Some Republican leaders attack undocumented immigrants in tweets, press releases and stump speeches. This country sent to the White House a president fixated on closing borders to refugees and demonizing Mexicans.
Meanwhile, a Congress seemingly obsessed with foreigners has failed to comprehensively reform our immigration system, which leaves the agriculture industry scrambling for enough workers. It has not even managed to pass a clean bill providing a path forward for young people brought to this country as children. It also has not required employers to use E-Verify, a web-based system that can help confirm the eligibility of new hires to work in the United States.
The only thing Washington politicians seem to excel at is being politicians.

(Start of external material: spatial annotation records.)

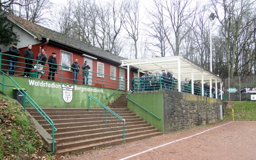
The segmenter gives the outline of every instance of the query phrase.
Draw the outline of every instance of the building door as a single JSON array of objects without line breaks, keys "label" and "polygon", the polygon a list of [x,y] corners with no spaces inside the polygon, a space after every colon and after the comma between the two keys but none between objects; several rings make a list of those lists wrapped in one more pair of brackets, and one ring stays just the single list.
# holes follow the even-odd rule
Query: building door
[{"label": "building door", "polygon": [[92,59],[89,59],[87,57],[84,57],[84,63],[85,61],[88,61],[88,64],[89,66],[91,67],[91,69],[89,70],[89,74],[88,75],[88,85],[92,86],[92,73],[90,72],[93,71],[93,60]]},{"label": "building door", "polygon": [[[125,84],[125,70],[122,68],[119,68],[119,87]],[[125,85],[120,88],[120,90],[125,90],[126,86]]]}]

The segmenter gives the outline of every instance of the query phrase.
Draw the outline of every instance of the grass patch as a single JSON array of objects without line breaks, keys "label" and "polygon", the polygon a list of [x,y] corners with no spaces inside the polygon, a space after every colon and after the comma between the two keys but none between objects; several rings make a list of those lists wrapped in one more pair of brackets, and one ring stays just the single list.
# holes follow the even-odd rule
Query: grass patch
[{"label": "grass patch", "polygon": [[224,120],[233,121],[232,108],[235,121],[256,121],[256,101],[228,101],[225,109]]},{"label": "grass patch", "polygon": [[0,159],[53,159],[44,148],[23,107],[0,94]]}]

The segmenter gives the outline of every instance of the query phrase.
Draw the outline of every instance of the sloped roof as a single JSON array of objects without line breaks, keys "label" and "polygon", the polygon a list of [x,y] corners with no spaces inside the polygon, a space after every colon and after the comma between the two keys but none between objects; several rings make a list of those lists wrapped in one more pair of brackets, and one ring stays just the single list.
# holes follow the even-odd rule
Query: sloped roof
[{"label": "sloped roof", "polygon": [[49,38],[50,42],[51,41],[53,41],[120,64],[122,63],[121,60],[127,59],[13,15],[8,14],[8,17],[10,18],[8,18],[10,20],[16,24],[34,35],[40,41],[43,38]]}]

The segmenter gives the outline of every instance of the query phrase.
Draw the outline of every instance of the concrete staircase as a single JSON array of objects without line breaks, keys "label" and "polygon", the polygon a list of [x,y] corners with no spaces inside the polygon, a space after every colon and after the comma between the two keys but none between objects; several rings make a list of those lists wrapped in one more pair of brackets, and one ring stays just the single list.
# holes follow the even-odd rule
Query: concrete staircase
[{"label": "concrete staircase", "polygon": [[122,94],[116,100],[109,105],[113,108],[127,109],[127,99],[126,98],[126,96],[127,94]]},{"label": "concrete staircase", "polygon": [[[120,104],[125,101],[121,96],[111,105],[111,109],[125,119],[125,140],[123,139],[122,121],[107,113],[105,124],[105,110],[92,108],[90,111],[81,108],[43,108],[52,119],[57,131],[54,134],[57,154],[85,152],[125,142],[146,138],[163,134],[150,124]],[[49,133],[51,126],[33,108],[28,111]]]}]

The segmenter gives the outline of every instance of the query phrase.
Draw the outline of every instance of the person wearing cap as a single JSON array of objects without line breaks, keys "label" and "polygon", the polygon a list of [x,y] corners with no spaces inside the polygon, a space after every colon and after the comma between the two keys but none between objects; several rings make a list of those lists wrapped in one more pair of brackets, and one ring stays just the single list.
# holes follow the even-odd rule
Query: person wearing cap
[{"label": "person wearing cap", "polygon": [[162,70],[162,77],[161,78],[161,83],[162,83],[162,88],[165,89],[165,86],[166,85],[166,73],[164,70]]},{"label": "person wearing cap", "polygon": [[53,52],[52,55],[49,57],[48,61],[49,64],[49,74],[48,74],[48,79],[51,80],[51,76],[52,76],[52,79],[55,80],[55,72],[57,70],[57,59],[56,59],[56,53]]},{"label": "person wearing cap", "polygon": [[17,48],[17,43],[14,43],[12,46],[9,48],[9,71],[7,74],[10,75],[14,74],[14,70],[16,66],[16,63],[18,61],[18,58],[14,56],[19,56],[20,53],[20,51]]},{"label": "person wearing cap", "polygon": [[72,63],[71,65],[71,69],[73,71],[73,80],[74,83],[77,83],[77,76],[78,75],[78,72],[79,72],[79,69],[80,69],[80,66],[77,62],[78,60],[76,59],[75,62]]},{"label": "person wearing cap", "polygon": [[[85,63],[82,65],[82,69],[83,70],[83,84],[86,85],[88,85],[88,74],[89,70],[91,69],[91,67],[88,64],[87,61],[85,61]],[[85,83],[85,77],[86,78]]]},{"label": "person wearing cap", "polygon": [[32,68],[32,64],[34,59],[34,53],[31,51],[32,45],[28,44],[28,49],[24,51],[24,57],[26,58],[25,62],[26,66],[24,70],[24,77],[28,77],[30,70]]},{"label": "person wearing cap", "polygon": [[[45,49],[42,49],[41,53],[38,54],[38,56],[37,57],[37,71],[39,72],[40,74],[38,75],[38,78],[40,78],[42,75],[44,74],[45,72],[43,71],[43,69],[45,64],[46,60],[47,60],[47,55],[45,53]],[[37,67],[35,66],[34,68],[36,69]]]}]

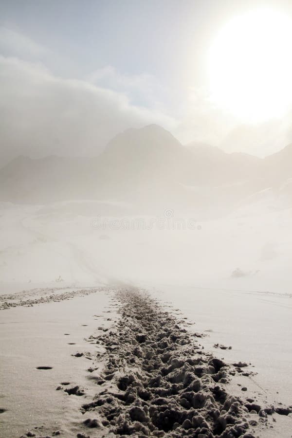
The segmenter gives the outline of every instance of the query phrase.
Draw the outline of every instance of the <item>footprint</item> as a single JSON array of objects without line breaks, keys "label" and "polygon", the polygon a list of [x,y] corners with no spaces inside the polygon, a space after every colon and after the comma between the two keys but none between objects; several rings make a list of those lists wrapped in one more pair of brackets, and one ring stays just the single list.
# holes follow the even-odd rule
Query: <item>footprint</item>
[{"label": "footprint", "polygon": [[36,369],[52,369],[53,366],[37,366]]}]

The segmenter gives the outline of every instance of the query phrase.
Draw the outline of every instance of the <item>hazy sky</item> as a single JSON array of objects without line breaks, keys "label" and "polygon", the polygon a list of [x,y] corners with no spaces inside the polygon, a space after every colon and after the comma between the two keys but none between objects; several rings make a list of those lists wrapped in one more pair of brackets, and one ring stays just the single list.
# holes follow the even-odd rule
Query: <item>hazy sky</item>
[{"label": "hazy sky", "polygon": [[283,147],[290,109],[251,124],[210,90],[208,54],[220,30],[263,5],[292,17],[291,1],[1,0],[2,163],[96,154],[120,131],[152,123],[182,143],[261,155]]}]

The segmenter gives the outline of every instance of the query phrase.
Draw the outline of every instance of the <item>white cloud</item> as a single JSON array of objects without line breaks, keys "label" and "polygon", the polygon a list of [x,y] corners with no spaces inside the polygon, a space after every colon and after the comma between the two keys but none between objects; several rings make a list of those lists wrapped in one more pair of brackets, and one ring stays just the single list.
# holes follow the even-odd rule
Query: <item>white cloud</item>
[{"label": "white cloud", "polygon": [[136,105],[165,110],[165,99],[169,90],[153,74],[122,74],[111,65],[98,69],[88,75],[87,82],[127,94]]},{"label": "white cloud", "polygon": [[98,154],[116,133],[176,121],[131,105],[122,93],[55,76],[41,65],[0,56],[1,162],[19,154]]},{"label": "white cloud", "polygon": [[0,26],[0,52],[4,55],[36,58],[46,50],[23,34]]}]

Instead of more anti-immigrant rhetoric, how about these elected officials provide a reasonable, realistic plan for immigration reform? And while they have plenty to say about Cristhian Bahena Rivera, the man accused of killing Mollie Tibbetts, what do they have to say about Yarrabee Farms?

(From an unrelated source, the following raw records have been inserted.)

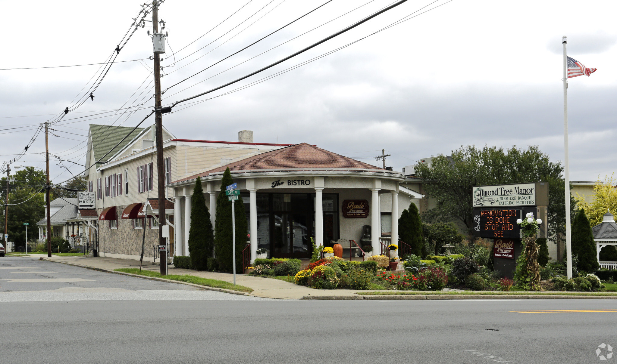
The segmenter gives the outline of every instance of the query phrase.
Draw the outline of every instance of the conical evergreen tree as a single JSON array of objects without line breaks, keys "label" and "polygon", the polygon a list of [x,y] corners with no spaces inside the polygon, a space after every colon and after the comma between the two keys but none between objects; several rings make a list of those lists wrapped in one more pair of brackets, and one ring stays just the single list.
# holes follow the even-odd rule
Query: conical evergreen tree
[{"label": "conical evergreen tree", "polygon": [[212,256],[213,242],[210,212],[205,206],[201,179],[198,177],[191,201],[191,230],[189,232],[189,253],[193,268],[205,270],[208,258]]},{"label": "conical evergreen tree", "polygon": [[536,243],[539,248],[539,251],[538,252],[538,264],[545,267],[550,259],[549,257],[549,247],[546,245],[546,238],[541,238],[537,239],[536,240]]},{"label": "conical evergreen tree", "polygon": [[594,233],[584,209],[579,210],[572,223],[572,255],[578,256],[579,271],[595,272],[600,268]]},{"label": "conical evergreen tree", "polygon": [[[225,169],[221,180],[221,193],[217,197],[217,219],[215,221],[214,254],[222,270],[231,272],[233,253],[231,240],[231,201],[225,195],[226,187],[233,183],[230,169]],[[242,249],[246,245],[248,224],[242,200],[236,201],[236,270],[242,269]]]},{"label": "conical evergreen tree", "polygon": [[399,219],[399,238],[412,247],[412,253],[419,257],[426,255],[422,234],[422,222],[418,207],[413,202],[403,210]]}]

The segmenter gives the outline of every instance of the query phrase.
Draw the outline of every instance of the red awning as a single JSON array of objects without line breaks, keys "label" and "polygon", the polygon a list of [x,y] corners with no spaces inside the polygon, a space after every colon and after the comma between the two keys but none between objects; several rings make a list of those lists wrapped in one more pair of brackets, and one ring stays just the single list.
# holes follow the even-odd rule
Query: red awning
[{"label": "red awning", "polygon": [[117,220],[118,215],[116,213],[115,206],[107,208],[103,210],[99,215],[99,220]]},{"label": "red awning", "polygon": [[138,216],[143,203],[131,203],[124,209],[122,211],[122,219],[140,219],[143,216]]}]

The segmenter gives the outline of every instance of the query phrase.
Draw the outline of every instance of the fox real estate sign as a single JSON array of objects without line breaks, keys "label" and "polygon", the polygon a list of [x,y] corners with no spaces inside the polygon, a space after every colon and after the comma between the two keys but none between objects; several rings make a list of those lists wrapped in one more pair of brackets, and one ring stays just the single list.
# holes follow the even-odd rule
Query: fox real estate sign
[{"label": "fox real estate sign", "polygon": [[535,183],[474,186],[471,188],[474,208],[536,205]]}]

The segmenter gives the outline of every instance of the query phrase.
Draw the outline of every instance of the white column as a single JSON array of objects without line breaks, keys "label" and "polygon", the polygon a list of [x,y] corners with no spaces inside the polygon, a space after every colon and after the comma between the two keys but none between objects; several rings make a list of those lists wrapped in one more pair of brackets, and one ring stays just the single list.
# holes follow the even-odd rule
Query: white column
[{"label": "white column", "polygon": [[189,253],[189,232],[191,231],[191,198],[192,195],[184,195],[184,249],[186,255]]},{"label": "white column", "polygon": [[251,265],[257,257],[257,189],[249,188],[249,220],[251,223]]},{"label": "white column", "polygon": [[173,245],[176,255],[186,256],[189,252],[183,251],[184,247],[182,246],[182,206],[180,206],[182,196],[175,196],[173,200]]},{"label": "white column", "polygon": [[[399,245],[399,192],[392,193],[392,243]],[[399,247],[400,248],[400,246]]]},{"label": "white column", "polygon": [[377,255],[379,252],[379,236],[381,232],[379,229],[381,211],[379,206],[379,191],[381,188],[371,188],[371,245],[373,246],[373,254]]},{"label": "white column", "polygon": [[212,230],[214,230],[214,222],[217,220],[217,192],[210,191],[210,222],[212,223]]},{"label": "white column", "polygon": [[315,188],[315,244],[318,248],[323,245],[323,187]]}]

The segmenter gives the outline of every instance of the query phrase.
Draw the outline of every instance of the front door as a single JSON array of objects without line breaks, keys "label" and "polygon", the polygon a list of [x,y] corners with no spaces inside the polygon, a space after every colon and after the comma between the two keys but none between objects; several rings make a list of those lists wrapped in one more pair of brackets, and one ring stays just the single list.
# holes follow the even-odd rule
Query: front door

The Brooklyn-based dairy farm owned by prominent Republican Craig Lang and his family employed Rivera, who is apparently an undocumented immigrant.
After Rivera’s arrest was announced, the company immediately issued a statement saying its employee had been vetted through the government’s E-Verify system. When media asked why Yarrabee was not among the more than 3,100 Iowa companies enrolled with E-Verify, it backtracked and said it did not use the system.
The company also says Rivera used a different name when he was hired years ago. But the public has not been told that name — or whether the man was paid legitimately or paid taxes or how he entered the country.
These are questions that need to be answered to inform an honest conversation on immigration. President Trump continues to call for building a wall on the Mexican border. Yet in many cases, it is not clear how Rivera or others living here illegally got into the United States. For all anyone knows, an employer brought Rivera here.
It is no secret workers are in short supply in this country and state, particularly in the agricultural sector. Iowa’s economy depends on its 84,000 immigrant workers — including those here without legal documentation.